Because of this, the visual decoy aspect of it is not meant as cryptographic protection. It's designed to lessen the chances that you will become a target. Any test designed to increase confidence in a tampered image requires access to your data which means the attacker has already targeted you in most cases. If that happens, there are other more efficient ways of determining what pictures would be worth attacking.

My original statement was that an attacker cannot confirm your image is a Decoy. They can raise their confidence that steganography is taking place. But unless a distinguishing attack against full AES exists, they can't say with certainty that the steganography at work is Decoy.

TL;DR: the decoy aspect of things is basically security through obscurity. The cryptographic protection comes from the AES encryption.

Comment author: ChristianKl 15 April 2015 02:29:05PM *  2 points [-]

The iPhone's camera, combined with its JPG compression, inserts noise almost everywhere.

The fact that it distributes noise doesn't mean that the noise is uniformly distributed. It likely doesn't put the same noise in an area with is uniformly colored and an area that isn't uniformly colored.

My original statement was that an attacker cannot confirm your image is a Decoy. They can raise their confidence that steganography is taking place. But unless a distinguishing attack against full AES exists, they can't say with certainty that the steganography at work is Decoy.

I can't say with certainty either that the sun will rise tomorrow.

Comment author: dxu 15 April 2015 03:40:56PM 1 point [-]

I can't say with certainty either that the sun will rise tomorrow.

This seems like deliberate misinterpretation of Nanashi's point. You can't say with certainty that the Sun will rise tomorrow, but you can say so with extremely high probability. An attacker can't confirm that the image is a Decoy with a probability anywhere near as high.

Comment author: Nanashi 15 April 2015 08:13:44PM 1 point [-]

Correct. I'd assign a probability of, say, 99.999999999999999999% that the sun will rise tomorrow.

If I were an attacker analyzing the noise distribution of an image, I could say with maybe 10% probability that an image has been tampered with. From there I have to further reduce the probability because there are hundreds of ways an image could have been tampered with that aren't Decoy.
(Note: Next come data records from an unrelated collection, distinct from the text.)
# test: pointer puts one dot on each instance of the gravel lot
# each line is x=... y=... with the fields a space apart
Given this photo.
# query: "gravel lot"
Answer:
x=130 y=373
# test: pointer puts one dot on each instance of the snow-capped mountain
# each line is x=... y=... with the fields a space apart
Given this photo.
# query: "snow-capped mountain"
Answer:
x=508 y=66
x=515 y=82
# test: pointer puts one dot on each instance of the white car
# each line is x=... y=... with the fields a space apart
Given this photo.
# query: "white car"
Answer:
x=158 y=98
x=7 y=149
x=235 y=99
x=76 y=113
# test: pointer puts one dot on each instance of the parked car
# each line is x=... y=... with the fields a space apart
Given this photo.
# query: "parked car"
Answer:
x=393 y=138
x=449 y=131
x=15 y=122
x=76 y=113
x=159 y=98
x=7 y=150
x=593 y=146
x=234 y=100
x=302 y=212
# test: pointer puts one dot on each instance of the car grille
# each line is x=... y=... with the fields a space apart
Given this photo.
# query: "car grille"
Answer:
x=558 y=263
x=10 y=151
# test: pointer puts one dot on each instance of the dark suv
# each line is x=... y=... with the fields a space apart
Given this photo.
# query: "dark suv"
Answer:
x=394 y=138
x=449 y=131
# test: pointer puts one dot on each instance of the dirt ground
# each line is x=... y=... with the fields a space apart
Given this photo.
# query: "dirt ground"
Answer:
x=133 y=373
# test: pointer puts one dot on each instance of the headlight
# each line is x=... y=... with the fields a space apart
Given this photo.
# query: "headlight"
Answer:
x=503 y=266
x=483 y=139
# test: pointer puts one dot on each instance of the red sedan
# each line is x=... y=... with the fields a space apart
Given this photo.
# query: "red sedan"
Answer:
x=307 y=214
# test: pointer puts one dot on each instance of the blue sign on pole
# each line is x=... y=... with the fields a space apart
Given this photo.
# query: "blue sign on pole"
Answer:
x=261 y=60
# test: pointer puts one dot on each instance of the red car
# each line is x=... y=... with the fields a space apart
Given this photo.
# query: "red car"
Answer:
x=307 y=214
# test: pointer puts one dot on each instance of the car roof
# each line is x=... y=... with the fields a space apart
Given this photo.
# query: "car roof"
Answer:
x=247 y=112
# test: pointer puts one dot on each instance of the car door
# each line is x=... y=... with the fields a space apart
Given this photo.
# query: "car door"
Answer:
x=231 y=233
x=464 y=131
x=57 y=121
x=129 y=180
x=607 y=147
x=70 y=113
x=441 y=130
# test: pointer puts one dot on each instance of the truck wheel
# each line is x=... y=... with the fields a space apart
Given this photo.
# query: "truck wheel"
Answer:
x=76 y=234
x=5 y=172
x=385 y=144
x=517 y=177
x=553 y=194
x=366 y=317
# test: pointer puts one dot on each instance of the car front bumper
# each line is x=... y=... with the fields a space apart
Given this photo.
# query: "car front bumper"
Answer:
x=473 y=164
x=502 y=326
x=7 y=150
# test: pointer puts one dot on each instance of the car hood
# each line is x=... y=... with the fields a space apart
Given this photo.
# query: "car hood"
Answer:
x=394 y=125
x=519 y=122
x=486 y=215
Comment author: Nanashi 15 April 2015 08:56:54PM *  2 points [-]

For what it's worth, here is a sample of the noise distribution of the iPhone's JPEG compression vs. Decoy

(iPhone on left, Decoy on right)

http://i.cubeupload.com/ujKps6.png

(Note that these are not the same picture, because Decoy does not save or store the original version of either photo. It's two pictures where I held the iPhone very close against a wall. So there's a slight color variation)

Comment author: Lumifer 16 April 2015 05:09:32PM 2 points [-]

http://i.cubeupload.com/ujKps6.png

That's pretty useless -- what you want is to look at some statistical measures of the empirical distributions of lower-order bits in these images. See e.g. this outdated page.